On était en 1599. Le xvle siècle ago- nisait. En Espagne, l'empire de Charles Quint, ces vastes possessions sur lesquelles " le soleil jamais ne se couchait ", commençait à faire entendre ses premiers craquements. Philippe III, petit-fils et second successeur du potentat, se débattait dans des difficultés croissantes. L'afflux des richesses venues des Nouvelles Indes avait provoqué une formidable hausse des prix, à la base de troubles sociaux inquiétants. À cela s'ajoutaient les ravages commis par les pirates barbaresques sur toute la façade orientale de la péninsule ibérique dont les États, ruinés par ce fléau endémique, ne pouvaient plus apporter leur contribution au Trésor royal.

Dans nombre de ses ouvrages (Le Captif, L'Espagnole anglaise, etc...), Cervantès nous décrit ces pirates en action lorsqu'ils allaient piller les côtes d'Espagne, assaillant villes et villages pour en arracher les habitants qu'ils emmenaient en esclavage, insistant à la fois sur leur audace et sur leur cruauté. Ainsi nous montre-t-il, avec réalisme, dans Les Bagnes d'Alger, le sac d'une bourgade espagnole. Il nous dépeint les violences des agresseurs, la douleur d'un père capturé avec ses deux enfants "... l'un demi- nu à son bras, l'autre marchant près de lui... ", et l'horreur d'une femme "... entraînée, demi-nue par un pirate qui l'insulte et la maltraite ".

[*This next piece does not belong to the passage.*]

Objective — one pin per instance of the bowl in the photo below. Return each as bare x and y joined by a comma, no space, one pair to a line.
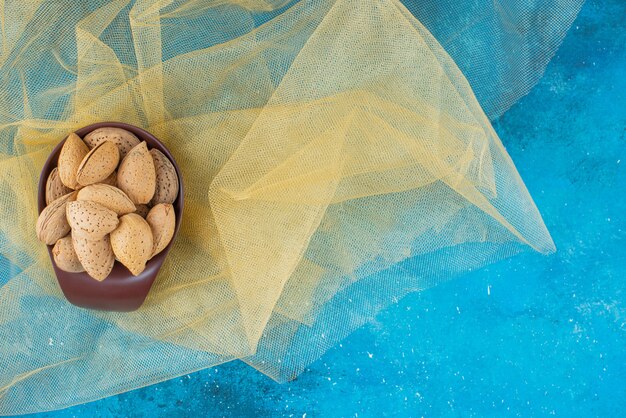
120,291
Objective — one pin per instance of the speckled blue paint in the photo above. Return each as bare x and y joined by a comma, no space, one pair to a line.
533,335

À cet état de fait dommageable, s'ajoutait le péril que constituaient, au sein même du royaume, les nombreux descendants des musulmans d'Espagne. En apparence convertis au catholicisme, les " nouveaux chrétiens " demeuraient en fait secrètement fidèles à l'islam. Ces " Morisques " qui constituaient de fortes colonies en Andalousie, en Catalogne et en Aragon, étaient encouragés dans leur résistance religieuse par les musulmans du Maghreb avec lesquels ils demeuraient en relations occultes. Et les pirates barbaresques trouvaient auprès d'eux, dans leurs incursions en territoire espagnol, des guides avertis et dévoués. Complicité qui devint patente en 1570 lors de la révolte des Alpujarras et de la sierra Vermeja, au cours de laquelle les Morisques rebelles reçurent le soutien de quarante vaisseaux envoyés par le Pacha d'Alger (Il s'agissait alors de El Euldj Ali, dit Ali el fart'âs (" Ali le teigneux "), pacha depuis 1568.). Navires qui débarquèrent armes et secours à Almeria et ne se retirèrent que lorsque l'insurrection s'éteignit, noyée dans le sang par les Espagnols. Donc, séparer les Morisques de leurs coreligionnaires était devenu une question vitale pour les rois catholiques qui envisagèrent alors une expédition vers le Maghreb, et principalement contre Alger, afin d'aveugler les ports barbaresques. Cependant, les nécessités financières pesaient lourdement sur ces projets. Les expéditions maritimes coûtaient très cher. Il fallait des sommes énormes pour équiper les vaisseaux de guerre, pour réunir les vivres nécessaires, pour avancer la solde des troupes embarquées.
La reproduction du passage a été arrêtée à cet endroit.